I have my tubular sunflower feeders out year around but that's not possible if you live in bear country.  Raccoons can also be problems, especially in the summers when young ones go exploring.   Many people have luck attracting hummingbirds with feeders or by hanging gaudy fuchsia pots on their porches.  I haven't, probably because as a gardener, my hummers go for the hostas, bee balm, and trumpet vines planted in the yard.   I also plant sunflowers -- generally by cleaning up the seeds/hulls from around the feeder poles and depositing that in a sunny spot along my side fence -- which attracts clouds of goldfinches when the sunflowers ripen. 

 

The great thing about backyard birding is that it's something you can do for the entire rest of your life, even when you are very old and not very mobile.  My late step-mother, who suffered from emphysema, loved sitting on her back porch watching the hummers coming to her fuchsia plants or sitting at her kitchen table watching the chickadees and cardinals coming to her seed feeders.

Posted

One of the reasons that I started this third iteration of "Backyard Birding" is because I discovered a new birding "guide" last year: the Merlin Bird ID by Cornell Lab for your phone.   It enables you to identify birds by their songs and calls, which can really expand the birds you can identify even if you are walking in a woodsy area where it's almost impossible to see birds.   

 

For example, I was walking in a part of the Jamestown Community College's campus called "The Hundred Acre Lot" and heard an unusual bird call (not a "song").  This area is heavily forested, and rather swampy in the area where i was walking.  Using Merlin, I was able to identify the bird as a Wood Duck, a cavity nesting duck that is seldom seen unless you come across a nest sight.

 

The Merlin app enables you to save the bird calls, so you can make a list of the birds you've encountered along with the date and time and the call.  Moreover, you can find out more information about the birds you've seen or identified by call within the app.  

 

The Merlin app is free to download, although Cornell Lab will ask you join and/or donate.

Posted

Rabbits have been very active the past few weeks and I saw one building a nest the other day.

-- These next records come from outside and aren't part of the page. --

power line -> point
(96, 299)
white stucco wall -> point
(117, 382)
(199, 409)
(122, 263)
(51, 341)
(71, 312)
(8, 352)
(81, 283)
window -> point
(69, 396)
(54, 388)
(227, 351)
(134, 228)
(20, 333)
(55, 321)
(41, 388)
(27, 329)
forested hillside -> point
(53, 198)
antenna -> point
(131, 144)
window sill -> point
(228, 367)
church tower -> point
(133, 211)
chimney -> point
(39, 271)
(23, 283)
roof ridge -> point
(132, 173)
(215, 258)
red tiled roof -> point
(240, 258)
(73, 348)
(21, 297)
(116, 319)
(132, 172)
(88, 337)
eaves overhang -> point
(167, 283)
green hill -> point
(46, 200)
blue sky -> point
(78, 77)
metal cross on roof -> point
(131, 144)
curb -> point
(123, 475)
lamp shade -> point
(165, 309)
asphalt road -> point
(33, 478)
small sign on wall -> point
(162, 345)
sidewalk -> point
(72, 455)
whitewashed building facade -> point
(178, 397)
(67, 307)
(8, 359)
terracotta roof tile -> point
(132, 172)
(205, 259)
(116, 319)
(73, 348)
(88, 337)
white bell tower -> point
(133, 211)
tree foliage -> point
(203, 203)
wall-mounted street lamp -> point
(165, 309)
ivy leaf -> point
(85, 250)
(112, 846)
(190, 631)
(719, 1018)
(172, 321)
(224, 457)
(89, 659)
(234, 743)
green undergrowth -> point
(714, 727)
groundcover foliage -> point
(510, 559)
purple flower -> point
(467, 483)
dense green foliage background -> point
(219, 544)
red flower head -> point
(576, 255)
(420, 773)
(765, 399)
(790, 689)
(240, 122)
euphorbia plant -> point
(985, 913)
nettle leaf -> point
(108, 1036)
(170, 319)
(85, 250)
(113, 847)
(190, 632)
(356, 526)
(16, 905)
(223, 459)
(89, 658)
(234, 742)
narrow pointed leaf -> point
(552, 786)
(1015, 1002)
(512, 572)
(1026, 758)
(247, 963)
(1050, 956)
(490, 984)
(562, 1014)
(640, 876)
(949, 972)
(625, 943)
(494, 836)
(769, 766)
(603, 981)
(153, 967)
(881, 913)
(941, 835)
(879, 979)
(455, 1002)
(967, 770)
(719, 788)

Have also seen a hawk a few times. For anyone who remembers The Far Side: Trouble brewing!

Posted

My wife recently got an BIG feeder from a retail place in Greenville, SC that does nothing but birds. She also got a hanger that can clamp on the railing of our deck, but it didn’t quite fit. I found it in the bushes below on the second day. 

 

Our next door neighbor has a full shop in his basement. My recently retired wife ran into Mike in the street, and within 30 minutes we had a pressure treated perch for the feeder we (she, who am I kidding?) can prime and paint. 

 

I’m just hoping it doesn’t lead to rodents.